The need for low-cost houses in India is gigantic in proportional calculations. Exact estimates are still to be worked out but government sources say that two crore dwelling units are required in the country, 90% of which are low-cost houses. As per the provisions, 100% deduction for profits to affordable housing schemes, under which homes will be built up to 30sq m in the four metropolitan cities and 60sq m in other cities.

There have been numerous efforts to build low-cost houses across the country. Most innovative among them is the method created by IIT Madras students, who have built low-cost, eco-friendly houses by using ‘Glass Fibre Reinforced Gypsum’ (GFRG) panels. They have successfully built a housing unit, which was constructed within a month using pre-fabricated GFRG panels made from waste gypsum.

These panels are cut into required sizes using a computerized machine at at the factory and brought to the construction site to used for all parts of the building, right from walls to staircases to roofs. Trenches are first dug at the construction site and the bottom surface is plastered with cement.

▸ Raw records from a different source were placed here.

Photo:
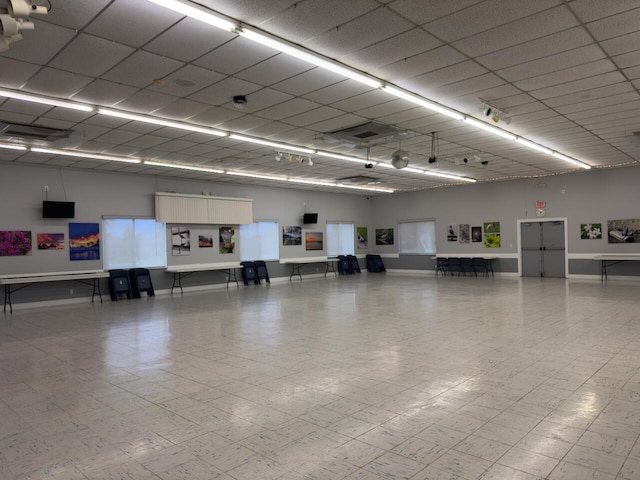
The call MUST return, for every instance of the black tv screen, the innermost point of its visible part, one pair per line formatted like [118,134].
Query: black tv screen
[310,218]
[58,209]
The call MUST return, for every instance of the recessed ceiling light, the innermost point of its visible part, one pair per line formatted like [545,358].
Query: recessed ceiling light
[181,82]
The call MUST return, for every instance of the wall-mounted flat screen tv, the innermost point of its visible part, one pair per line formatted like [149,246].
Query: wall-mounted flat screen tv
[310,218]
[58,209]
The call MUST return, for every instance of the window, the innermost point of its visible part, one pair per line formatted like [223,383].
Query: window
[259,241]
[417,237]
[134,243]
[340,239]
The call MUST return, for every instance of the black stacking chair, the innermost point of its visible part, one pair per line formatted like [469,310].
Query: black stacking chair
[249,273]
[141,282]
[261,271]
[119,284]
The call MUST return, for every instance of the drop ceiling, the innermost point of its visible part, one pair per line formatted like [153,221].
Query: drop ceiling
[565,72]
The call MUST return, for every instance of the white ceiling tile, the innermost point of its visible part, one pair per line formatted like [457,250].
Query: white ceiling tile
[313,116]
[579,85]
[90,55]
[15,73]
[362,101]
[427,83]
[235,55]
[223,92]
[188,40]
[567,75]
[145,101]
[141,69]
[424,12]
[626,60]
[614,26]
[400,47]
[484,16]
[535,49]
[132,22]
[215,117]
[589,10]
[274,70]
[33,49]
[174,83]
[101,92]
[515,33]
[312,18]
[552,63]
[181,109]
[287,109]
[57,83]
[249,11]
[623,44]
[308,81]
[419,64]
[366,30]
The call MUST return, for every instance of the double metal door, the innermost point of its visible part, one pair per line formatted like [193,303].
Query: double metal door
[543,249]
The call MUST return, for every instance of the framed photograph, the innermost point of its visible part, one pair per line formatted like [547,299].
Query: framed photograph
[313,241]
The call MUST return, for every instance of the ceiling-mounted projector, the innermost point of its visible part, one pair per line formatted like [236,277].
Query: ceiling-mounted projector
[400,159]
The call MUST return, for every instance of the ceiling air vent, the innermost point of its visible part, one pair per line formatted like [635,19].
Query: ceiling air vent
[365,135]
[359,180]
[31,134]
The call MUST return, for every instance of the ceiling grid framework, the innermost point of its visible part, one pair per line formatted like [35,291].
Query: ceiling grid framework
[574,96]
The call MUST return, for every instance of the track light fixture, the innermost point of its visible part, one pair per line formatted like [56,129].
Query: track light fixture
[16,20]
[495,114]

The foundation is made of conventional fly ash bricks and plinth beams are cast on it. The entire gap is filled with soil and then plastered with cement. This process takes 11 days to complete. Then walls, staircases and finally the roof are built using gypsum panels. The hollow gaps between two panels of the roof are filled using the concrete mixture and they are also reinforced. Special structural design is prepared for the building to withstand lateral loads such as earthquakes and storms.